Aku lalu mengambil rokok ditelinga yang ku minta dari salah satu teman kos ku yang tinggal disebelah kamar ku tadi.

Biasalah paling enak rasanya mengepulkan asap di ruang kecil ini sambal melakukan ritual panggilan alam saat bangun tidur.

Posisi ini memang paling enak untuk menghayal sebelum menjalani realita yang akan terjadi di setiap harinya, dalam khayalan itu aku bisa menjadi siapa saja, mulai dari pengusaha kaya yang memiliki perusahaan bercabang-cabang, atau menjadi seorang aktivis sejati yang tiap hari berteriak soal keadilan, atau berkhayal tentang adegan erotis dengan salah satu kembang kampusku.

Nah jika khayalan terakhir muncul biasanya aku akan lebih lama didalam sini.

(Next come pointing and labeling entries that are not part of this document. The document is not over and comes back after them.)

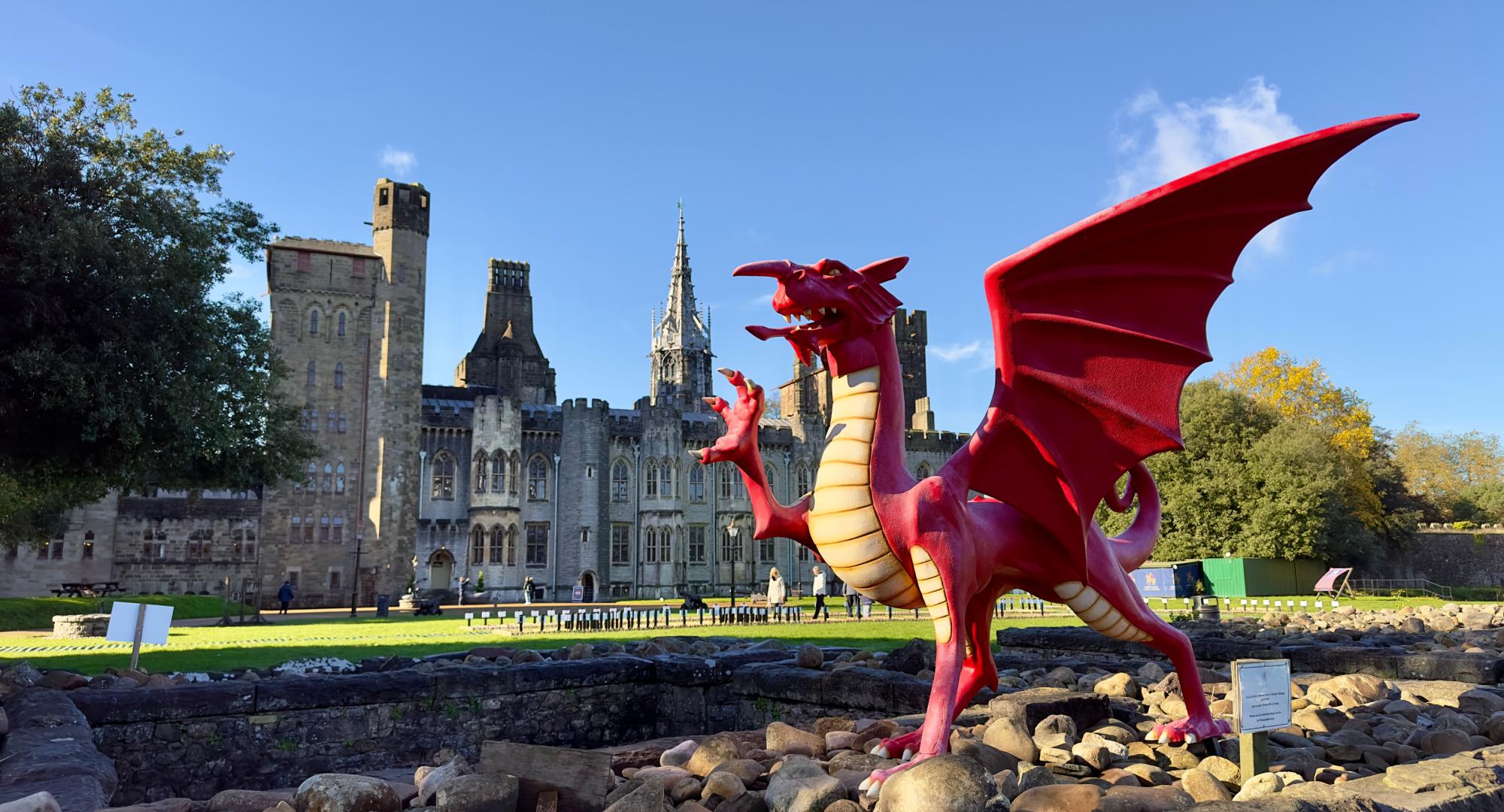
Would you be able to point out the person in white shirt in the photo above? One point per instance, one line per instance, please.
(777, 592)
(820, 593)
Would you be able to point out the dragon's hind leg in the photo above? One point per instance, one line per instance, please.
(978, 671)
(939, 581)
(1111, 604)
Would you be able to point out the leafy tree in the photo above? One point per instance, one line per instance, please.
(1305, 392)
(1455, 473)
(118, 368)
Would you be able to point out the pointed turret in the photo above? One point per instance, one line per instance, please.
(682, 359)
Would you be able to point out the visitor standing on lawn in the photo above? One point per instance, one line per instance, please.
(777, 592)
(820, 593)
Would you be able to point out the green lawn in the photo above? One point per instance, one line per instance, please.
(37, 613)
(226, 649)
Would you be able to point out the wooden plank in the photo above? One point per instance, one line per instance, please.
(581, 778)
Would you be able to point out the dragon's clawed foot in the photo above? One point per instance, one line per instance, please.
(873, 786)
(742, 422)
(902, 748)
(1190, 730)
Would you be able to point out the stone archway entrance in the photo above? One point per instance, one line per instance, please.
(441, 569)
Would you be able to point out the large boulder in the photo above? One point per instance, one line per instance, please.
(715, 751)
(942, 784)
(479, 795)
(802, 786)
(345, 793)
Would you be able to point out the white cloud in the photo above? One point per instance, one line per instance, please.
(956, 353)
(1160, 142)
(399, 162)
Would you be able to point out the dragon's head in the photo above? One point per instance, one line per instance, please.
(843, 309)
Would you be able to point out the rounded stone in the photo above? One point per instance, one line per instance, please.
(345, 793)
(1204, 787)
(942, 784)
(1064, 798)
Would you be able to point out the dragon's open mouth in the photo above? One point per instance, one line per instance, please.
(805, 338)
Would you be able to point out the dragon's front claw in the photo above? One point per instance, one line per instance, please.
(1190, 730)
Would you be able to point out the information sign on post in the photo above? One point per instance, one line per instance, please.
(1261, 703)
(138, 623)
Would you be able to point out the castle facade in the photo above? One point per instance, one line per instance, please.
(491, 479)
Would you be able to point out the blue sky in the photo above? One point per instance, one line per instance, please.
(565, 135)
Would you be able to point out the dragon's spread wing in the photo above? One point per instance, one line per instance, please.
(1099, 327)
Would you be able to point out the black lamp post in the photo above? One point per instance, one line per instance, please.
(356, 581)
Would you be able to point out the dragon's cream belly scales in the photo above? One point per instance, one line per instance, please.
(843, 523)
(1097, 613)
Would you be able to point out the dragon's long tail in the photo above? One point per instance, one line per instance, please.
(1136, 545)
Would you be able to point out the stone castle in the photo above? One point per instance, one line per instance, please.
(490, 479)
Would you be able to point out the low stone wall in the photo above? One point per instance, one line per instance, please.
(198, 739)
(80, 626)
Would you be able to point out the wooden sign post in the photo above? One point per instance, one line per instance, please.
(1261, 704)
(138, 623)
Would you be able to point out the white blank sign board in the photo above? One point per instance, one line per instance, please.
(154, 631)
(1261, 695)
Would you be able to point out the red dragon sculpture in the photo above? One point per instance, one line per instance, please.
(1096, 332)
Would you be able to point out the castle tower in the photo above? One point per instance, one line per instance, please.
(912, 336)
(681, 360)
(395, 392)
(508, 359)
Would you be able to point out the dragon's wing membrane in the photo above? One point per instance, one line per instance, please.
(1099, 327)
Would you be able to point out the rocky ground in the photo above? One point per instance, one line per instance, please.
(1055, 739)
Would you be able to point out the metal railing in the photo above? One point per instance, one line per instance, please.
(1402, 586)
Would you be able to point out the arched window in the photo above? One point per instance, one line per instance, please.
(667, 479)
(478, 547)
(443, 476)
(499, 539)
(482, 470)
(538, 479)
(619, 482)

Rokok sudah terbakar sampai filter, kali ini aku enggan menghayal bersama si kembang kampus, jadi aku memutuskan menyudahi ritual ku dan bergegas untuk mandi, karena rasanya waktuku sudah ku buang hingga sepuluh menit dalam posisi jongkok ini selain itu perutku juga sudah terbebas dari belenggu mules karena mie setan level 1 tadi malam.

Selesai mandi aku lalu bersiap menuju kampus, kaos oblong dilapis dengan jaket jeans butek tak dicuci hingga tiga hari, dipadukan dengan celana jeans dilengkapi dengan converse kw.

Aku siap menuju tempat para manusia yang diperbudak dengan ambisi. Mengejar satu lembar kertas untuk menuju kehidupan lebih baik. atau hanya sekedar mengejar gelar dibelakang nama yang katanya bisa menambah uang jujuran bagi seorang wanita. dan juga layak jadi menantu bagi para kaum lelaki. Beragam lah alasannya.

Ku pacu motor matic ku dengan kecepatan 40 kilometer per jam, alasannya saat kembali mengecek ponsel tadi.
Ternyata waktu tidak menungguku dan hanya memberikan aku 10 menit untuk hadir di mata kuliah salah satu dosen yang selalu bersikap sinis kepadaku.

Pak gofur namanya, Dosen manajemen komunikasi, Umur sekitar 40an namun gaya Rambutnya ala anak muda tahun 2000an mahasiswa lain menyebutnya Mantan bintang Iklan sampo, rambutnya lurus belah dua,sekilas mirip sama gedung MPR. orangnya agak kaku, gaya mengajarnya monolog,khas pendidikan sekarang sih.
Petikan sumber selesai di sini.